Chapter 9 Hypotheses and p-values
9.1 A few words about the null hypothesis
When using frequentist statistics, we are always asking what would happen if we continually sampled from a population where the effect we are interested in is not present. This idea of an hypothetical ‘no effect’ situation is so important that it has a special name; it is called the null hypothesis. Every kind of statistical test (in this book at least) works by first specifying a particular null hypothesis. It is not possible to fully understand the results of a statistical test if we don’t know the null hypothesis it relies on.
9.1.1 Hypotheses and null hypotheses
When discussing the scientific process, we said that an hypothesis is a statement of a proposed process or mechanism which might be responsible for an observed pattern or effect. We have also seen that in statistics, we encounter ‘hypothesis’ used in a different, and quite specific way. In particular we frequently see the term: null hypothesis (often written in statistics books as H0).
The null hypothesis is simply a statement of what we would expect to see if there is no effect of the factor we are looking at (e.g., plant morphology) on the variable that we measure (e.g., dry weight biomass). So in the second plant morph example our null hypothesis was There is no difference in mean biomass of purple and green plants. All frequentist statistical tests work by specifying a null hypothesis and then evaluating the observed data to see if they deviate from the null hypothesis in a way that is inconsistent with sampling variation. This may seem like a rather odd approach, but this really is how frequentist tests work.
It is important to be aware of what a null hypothesis is, and what it is used for, so that we can interpret the results of statistical tests. However, in a general discussion of an analysis we normally refer to the effect we are actually interested in. This is called the test hypothesis, or the alternative hypothesis (often denoted H1 in statistics books). The alternative hypothesis is essentially a statement of the effect we are expecting (or hoping!) to see, e.g., purple and green plants differ in their mean size. It is a statement of whatever is implied if the null hypothesis is not true.
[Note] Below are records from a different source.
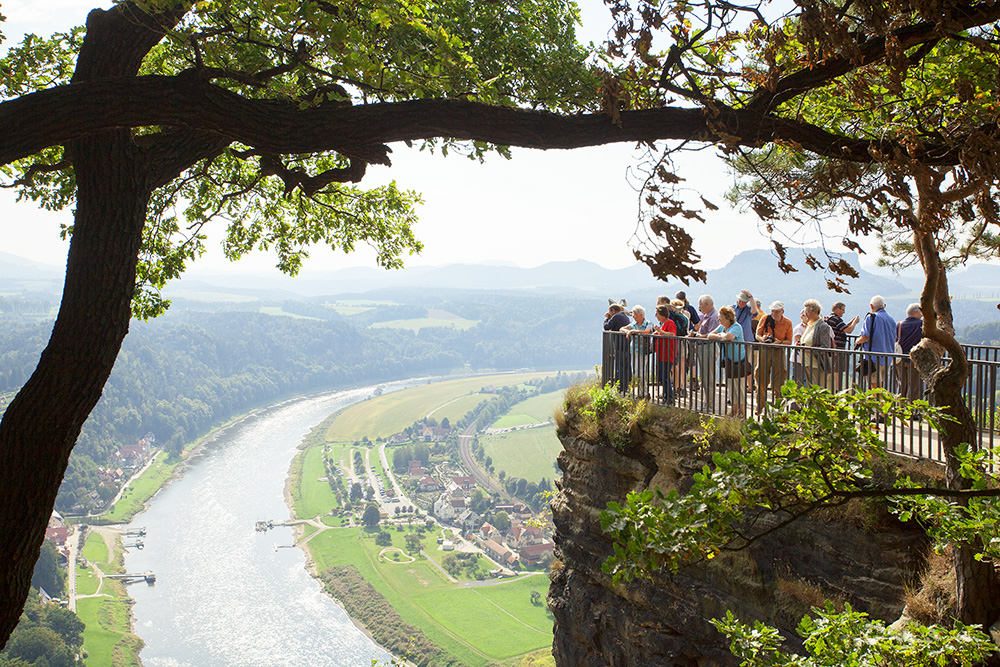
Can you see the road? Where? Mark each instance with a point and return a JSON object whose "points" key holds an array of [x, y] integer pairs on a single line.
{"points": [[465, 449], [110, 535]]}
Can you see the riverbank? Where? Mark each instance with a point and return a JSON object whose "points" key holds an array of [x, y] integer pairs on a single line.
{"points": [[463, 621], [102, 603]]}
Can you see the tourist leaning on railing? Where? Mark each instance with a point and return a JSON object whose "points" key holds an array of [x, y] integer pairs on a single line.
{"points": [[878, 334], [908, 333], [638, 346], [775, 329], [614, 320], [796, 373], [841, 330], [817, 366], [733, 359]]}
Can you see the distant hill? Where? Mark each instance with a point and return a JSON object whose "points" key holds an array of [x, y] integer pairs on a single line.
{"points": [[18, 274]]}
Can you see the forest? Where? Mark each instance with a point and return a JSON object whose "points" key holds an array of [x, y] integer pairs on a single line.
{"points": [[187, 372]]}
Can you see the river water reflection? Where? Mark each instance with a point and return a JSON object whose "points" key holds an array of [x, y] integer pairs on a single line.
{"points": [[225, 595]]}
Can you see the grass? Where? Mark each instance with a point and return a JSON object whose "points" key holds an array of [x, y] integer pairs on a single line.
{"points": [[107, 637], [418, 323], [382, 416], [457, 408], [530, 453], [313, 497], [218, 297], [475, 625], [87, 582]]}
Having got all the types of hypothesis sorted out, we can then use a particular frequentist technique to evaluate the observed result against that expected if the null hypothesis was true. The test gives us a probability (p-value) telling us how likely it is that we would have got the result we observe, or a more extreme result, if the null hypothesis was really true. If the value is sufficiently small we judge it unlikely that we would have seen this result if the null hypothesis was true. Consequently, we say we reject the null hypothesis (i.e. reject the notion that there is no difference). This is not the same as ‘proving’ the alternative hypothesis is true. We can’t prove anything by collecting data or carrying out an experiment.
If the p-value is large, then it is quite likely that we could have got the observed result if the null hypothesis was true, i.e. it is due to sampling variation. In this case we cannot reject the null hypothesis. Note that in this situation we say that we “do not reject the null hypothesis”. This is not the same as accepting that the null hypothesis is true, paradoxical though this may seem. One obvious reason for this is that if we only have a small sample then there may be an effect of the factor we are looking at, but we simply can’t detect it because we don’t have enough data.
9.2 Interpreting and reporting p-values
It is important to understand the meaning of the probabilities generated by frequentist tests. We have already said a p-value is the proportion of occasions on which we would expect to see a result at least as extreme as the one you actually observed if the null hypothesis (of no effect) was true. Conventionally, we accept a result as statistically significant if p < 0.05 (also expressed as 5%). This threshold is called the significance level of a test. We’ve said it before but it is worth repeating: there is nothing special about the p < 0.05 significance level! It is just a widely used convention.
Which significance level should you use
We will always use the p = 0.05 threshold in this book. You need to remember this fact, because we aren’t always going to remind you of it.
A probability of 0.05 is a chance of 1 in 20. This means that if there really was no effect of the factor we are investigating, we would expect to get a result significant at p=0.05 about 5 times in 100 samples. To envisage it more easily, it is slightly less than the chance of tossing a coin 4 times and getting 4 heads in a row (p=0.0625). It’s not all that rare really. This puts a ‘significant’ result into context. Would we launch a new drug on the market or bring a prosecution for pollution on the evidence of the strength of four heads coming up in a row when a coin is tossed? Well of course such things are unlikely to hinge on a single test, but it is always worth bearing in mind what ‘significance’ actually means.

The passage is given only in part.